There is a new graphic ont he OnrRD website tracking total funding, utilization, and remaining funds. Over the last few weeks, this graph has shown over utilization of funding in the USDA’s Business and Industry (B&I) loan program. On the 3/31 update, $600,000,000 in funding was added to the B&I program to increase the total funding to over $1.8 billion.
While the additional funding is a great thing for lenders and borrower the lack of funding in over the long term is a major concern for lending institutions across America. The B&I loan program had a $1.2 Billion budget for loans in this FY representing a small change from last year. With the major changes in the new 5001 regulations, mentioned here, it is no surprise that funding is tight already.
I know if many lending institutions who are taking advantage of the changes by pulling in loans from 2020 and 2019 that would not have qualified previously. I believe there are a few direct issues impacting funding and provide some solutions to those issues in this post.
Rural Development has received little attention from Congress or the President regarding the funding and staffing concerns brought up by many lenders over the last several months. SBA continues to receive billions in funding for their borrowers, staffing, and loan program. The lack of program recognition at the national level is hurting lenders and borrowers meet the needs of rural businesses when there are funding issues.
As expected, the relaxation of the USDA regulations regarding Tangible Balance Sheet Equity, Loan Guaranty Levels and the Multi-State Lender program have created funding issues based on the $1.2Billion in B&I appropriations ($1.8Billion as of 3/31), detailed below.
The largest impact to funding is the blanket 80% loan guaranty up to $25MM on the B&I loan program. As expected, the average loan size for B&I has ticked up with large loans over $10MM benefitting the most with a 20% reduction in risk to the lending institution. As a lender myself, this rule change has been great and has opened up larger projects to funding that would have posed too much risk under the 4279 regulations and the old guarantee tier system. I would imagine most lending institutions are dredging up old projects and pushing them through the pipeline.

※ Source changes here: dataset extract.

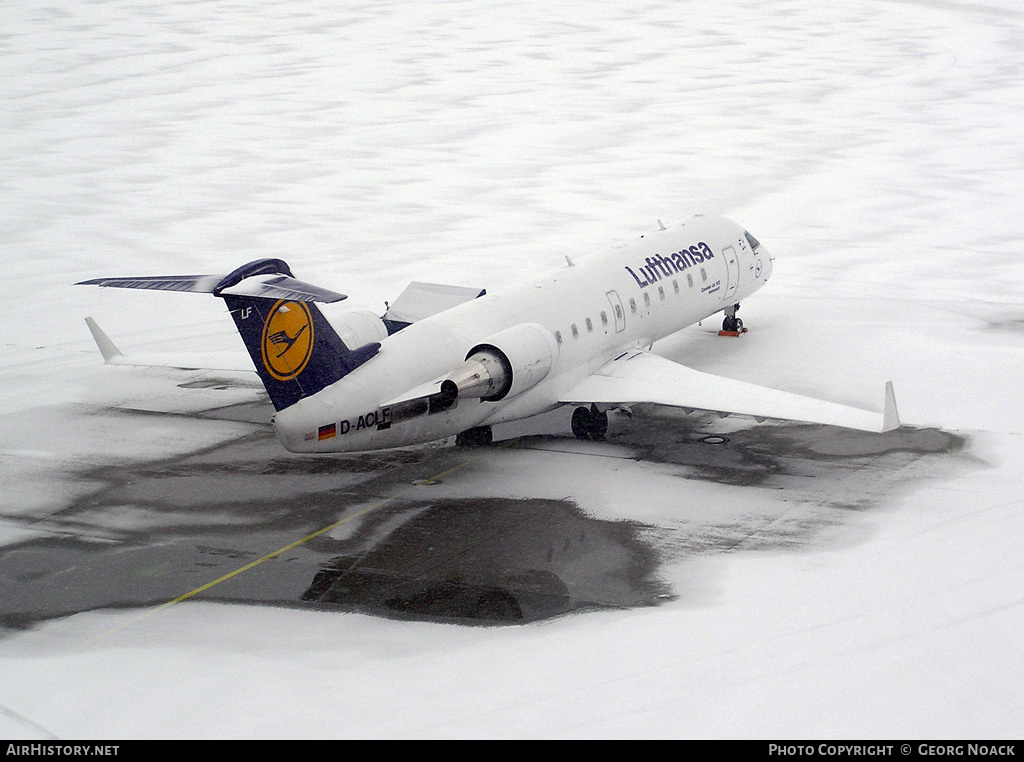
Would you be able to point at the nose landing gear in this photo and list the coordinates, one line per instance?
(732, 326)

With the Tangible Balance Sheet Equity requirement being replace by the Balance Sheet Equity Matrix, several funding opportunities have opened up that were once DOA due to negative Shareholder Equity on the borrower balance sheet. While these may not be increasing the average loan size, they are contributing to the overall utilization of funds in this FY. I would predict this trend to continue and have no issues with the delta this is causing in funding, especially after COVID when most businesses are going to show heavy losses.
The “Multi-State Lender” designation created by the new OneRD regulations allows for lenders who complete 3 loans in non-contiguous states to submit loans directly to a USDA representative at the National Office and one a single point of contact for their lending instead of one at each state. This program is fantastic for lending institutions who want to leverage a single point of contact to complete their loans. While the program concept is a fantastic fantastic thought, the staffing for this program is lacking and many loan requests are being sent back to the states for processing thereby defeating the purpose of the program. Additional funding will be needed to add national staff to make this program successful and smoother for those USDA RD power users.

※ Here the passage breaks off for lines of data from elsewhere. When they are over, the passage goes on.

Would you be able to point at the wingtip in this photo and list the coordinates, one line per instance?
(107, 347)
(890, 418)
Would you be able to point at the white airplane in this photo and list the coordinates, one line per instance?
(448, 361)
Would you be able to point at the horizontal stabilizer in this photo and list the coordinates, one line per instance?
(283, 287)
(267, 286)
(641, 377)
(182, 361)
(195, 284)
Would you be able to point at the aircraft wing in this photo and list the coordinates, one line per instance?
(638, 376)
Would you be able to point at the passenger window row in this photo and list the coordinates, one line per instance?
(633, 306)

I believe the majority of the changes enacted by OneRD are positive for the lending experience and for rural America. There are two items that I believe could have improved upon. First, the impact created by the changes in both the BSE requirement and increase loan Guarantee for $5MM and $10MM+ levels would have on the total utilization of funds was not well researched and should of lead to and increase in the overall increase in the funds available for guaranty. The second is the personnel needed to service the increase in loans and lenders brought on by the expanding lending guidelines.

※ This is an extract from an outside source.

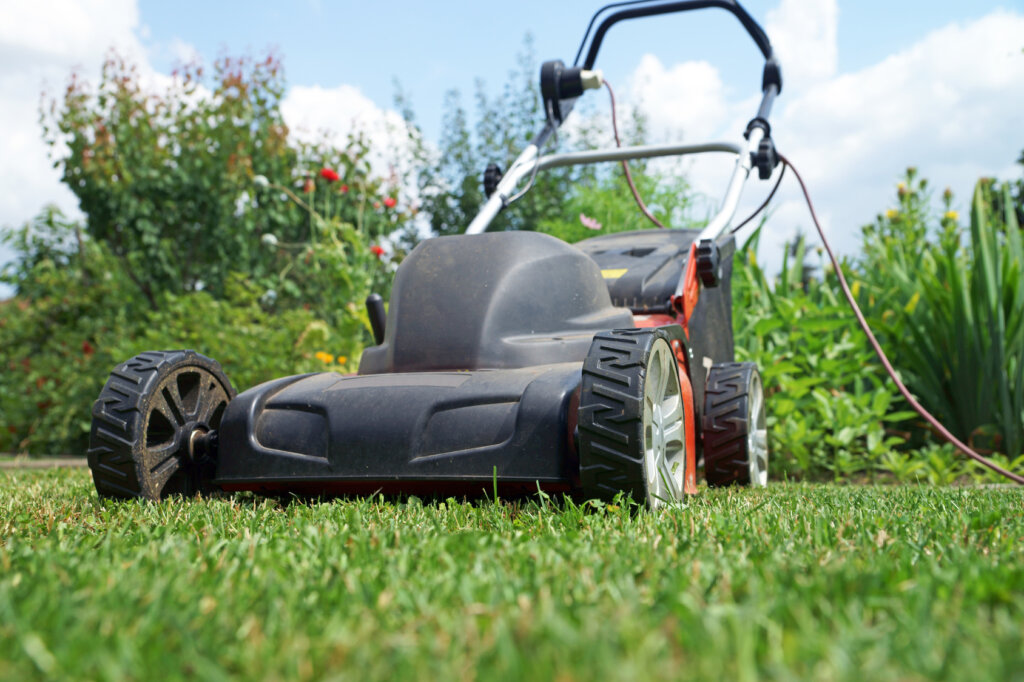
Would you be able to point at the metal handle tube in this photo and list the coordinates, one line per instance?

While some of the funding issues are likely due to lenders reaching out to old contacts to dredge up loans that were not eligible before 10/1/2020, I expect that increase lending levels will continue into the future unless the USDA tightens up lending regulations. I would hate to see that happen as the projects being created with these funds are created good jobs in rural America.
I have originated, underwritten, and managed USDA B&I and CF loans for 8 years. I obtained a MBA from Valdosta State University in 2012 and have more than 11 years of banking experience. In my free time I like to work on my farm, golf, and spend time with my wife and two kids (2 & 4).